- Many writers do not understand the industry. Agent/editor blogs are tremendous resources for new authors just stepping into the publishing world. Everything a writer needs to know on how to be published is waiting to be accessed (see my post 'Do you know what you don't know?').
- Beginning writers can and do receive inaccurate (and often down-right bad) information from well-meaning-but-poorly-informed fellow writers on social networking sites or from self/subsidy-publishing companies attempting to lure authors to their 'services' by portraying themselves as traditional publishers (realize that all of their 'information' represent a conflict of interest). Any advice a writer receives should be checked against what successful people in the industry say (i.e., credible agents and editors). In addition, before proceeding with an agency or publisher, authors should research it on Preditors & Editors and Writer Beware.
- Writers can see into the mind of an agent or editor and perhaps discover what he or she is looking for in a query or manuscript. Let's face it, in this industry it is a challenge to get published. The burden is on you, the writer, to prove your worth to the agent/editor. Why not give yourself all the edge you can--by researching the agent, reading his blog, and following his query advice?
- Agent/editor blogs are a great place to network with said agents/editors and their readers (fellow writers). If you find a blog posting particularly helpful, leave a comment. If you have a question, leave a comment, then check back for the answer. Better yet, read other's comments and be a part of the already existing dialogue. Learn from your peers who are just as committed as you.
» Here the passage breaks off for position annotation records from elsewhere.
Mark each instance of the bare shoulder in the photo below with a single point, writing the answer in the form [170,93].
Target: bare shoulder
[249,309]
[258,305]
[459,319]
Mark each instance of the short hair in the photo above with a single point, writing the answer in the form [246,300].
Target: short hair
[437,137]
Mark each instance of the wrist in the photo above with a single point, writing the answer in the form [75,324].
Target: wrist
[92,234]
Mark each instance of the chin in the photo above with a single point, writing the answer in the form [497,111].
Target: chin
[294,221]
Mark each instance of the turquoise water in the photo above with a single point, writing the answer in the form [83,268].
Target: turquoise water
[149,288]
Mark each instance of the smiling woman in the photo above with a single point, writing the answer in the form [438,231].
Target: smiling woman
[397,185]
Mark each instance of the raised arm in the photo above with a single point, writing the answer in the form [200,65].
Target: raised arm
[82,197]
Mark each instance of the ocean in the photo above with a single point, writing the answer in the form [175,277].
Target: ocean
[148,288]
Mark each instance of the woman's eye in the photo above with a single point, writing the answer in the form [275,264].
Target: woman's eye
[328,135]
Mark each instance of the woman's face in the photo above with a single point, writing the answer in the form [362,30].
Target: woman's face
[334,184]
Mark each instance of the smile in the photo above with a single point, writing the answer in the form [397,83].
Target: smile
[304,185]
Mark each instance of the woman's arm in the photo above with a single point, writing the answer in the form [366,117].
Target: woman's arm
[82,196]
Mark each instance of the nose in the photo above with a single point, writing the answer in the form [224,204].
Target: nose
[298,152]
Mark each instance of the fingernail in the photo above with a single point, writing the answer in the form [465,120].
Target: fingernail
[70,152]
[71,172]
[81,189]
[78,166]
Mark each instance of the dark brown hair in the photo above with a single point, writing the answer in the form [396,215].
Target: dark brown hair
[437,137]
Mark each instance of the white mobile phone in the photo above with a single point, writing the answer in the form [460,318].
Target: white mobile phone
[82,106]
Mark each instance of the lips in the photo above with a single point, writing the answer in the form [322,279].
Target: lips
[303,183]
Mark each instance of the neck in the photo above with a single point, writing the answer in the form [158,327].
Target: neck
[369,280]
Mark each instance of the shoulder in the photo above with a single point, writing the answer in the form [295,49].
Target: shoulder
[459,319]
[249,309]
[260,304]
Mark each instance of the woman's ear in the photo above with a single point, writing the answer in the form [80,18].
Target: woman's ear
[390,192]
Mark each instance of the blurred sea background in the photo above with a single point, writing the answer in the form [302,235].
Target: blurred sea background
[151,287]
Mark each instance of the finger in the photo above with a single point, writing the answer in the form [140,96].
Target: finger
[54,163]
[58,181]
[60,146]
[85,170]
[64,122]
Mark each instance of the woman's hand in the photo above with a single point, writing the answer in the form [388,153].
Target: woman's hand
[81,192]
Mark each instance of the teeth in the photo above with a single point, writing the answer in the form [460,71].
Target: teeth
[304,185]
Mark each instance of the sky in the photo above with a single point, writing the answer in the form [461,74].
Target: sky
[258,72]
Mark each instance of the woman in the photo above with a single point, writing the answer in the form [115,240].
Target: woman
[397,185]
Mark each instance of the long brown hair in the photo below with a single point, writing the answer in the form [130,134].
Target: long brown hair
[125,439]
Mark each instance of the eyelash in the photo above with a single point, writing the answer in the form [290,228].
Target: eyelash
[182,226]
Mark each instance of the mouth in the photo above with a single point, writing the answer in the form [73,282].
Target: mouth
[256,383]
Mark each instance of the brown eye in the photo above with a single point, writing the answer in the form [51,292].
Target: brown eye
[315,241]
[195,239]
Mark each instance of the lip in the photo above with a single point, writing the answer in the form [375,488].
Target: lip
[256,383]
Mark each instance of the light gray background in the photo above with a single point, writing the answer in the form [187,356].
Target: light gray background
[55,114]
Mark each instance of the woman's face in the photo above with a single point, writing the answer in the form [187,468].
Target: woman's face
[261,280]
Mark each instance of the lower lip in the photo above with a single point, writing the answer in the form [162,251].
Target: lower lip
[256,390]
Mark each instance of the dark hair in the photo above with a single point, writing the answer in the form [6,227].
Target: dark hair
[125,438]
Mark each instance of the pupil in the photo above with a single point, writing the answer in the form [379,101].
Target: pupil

- Other writers are asking the same questions and the answers can often be found by regularly following the publishing blogs or by searching the blogs. [As an example of #5, how many of you children's book writers have wondered how to get your book to be included in the Scholastic Book Clubs? If I didn't subscribe to Editorial Anonymous' blog, I would have missed this valuable information.]
Remember, even if you have a full-time job, if you are pursuing publication for your manuscript, agents and editors are going to expect that you treat writing as your career (and rightfully so). They want to know that you have taken the time to understand the industry, even before you are a part of it. It shows them they can expect you to put the same hardwork and initiative into editing your manuscipt and promoting your book once it is in print. It does require a sacrifice of your time, but one that I have found very rewarding. One final word of caution: do not go off the deep end and spend so much time blogging that you sacrifice the time that should be spent honing your craft. Balance is key.
UPDATE (03/16/09): Literary agent, Jennifer Jackson, also chimed in on this topic. See her regular blog series 'Letters from the Query Wars' on the importance of doing your homework. Also, published author Justine Larbalestier offered her experience on why writers need to know and follow agents' individual rules and submission requirements, which are usually posted on agents' websites and blogs.
UPDATE (03/28/09): The Guide to Literary Agents Editor's Blog posted their Top 5 Agent Blogs to Follow. I have to admit, they chose well. I personally follow four of the five blogs and the fifth I have visited from time to time. If you are looking for a place to start, here it is!
Also, when you feel confident enough to contribute to the literary dialogue on the agent/editor blogs, Grammar Girl has some excellent advice on how to write a great blog comment--definitely a must read post.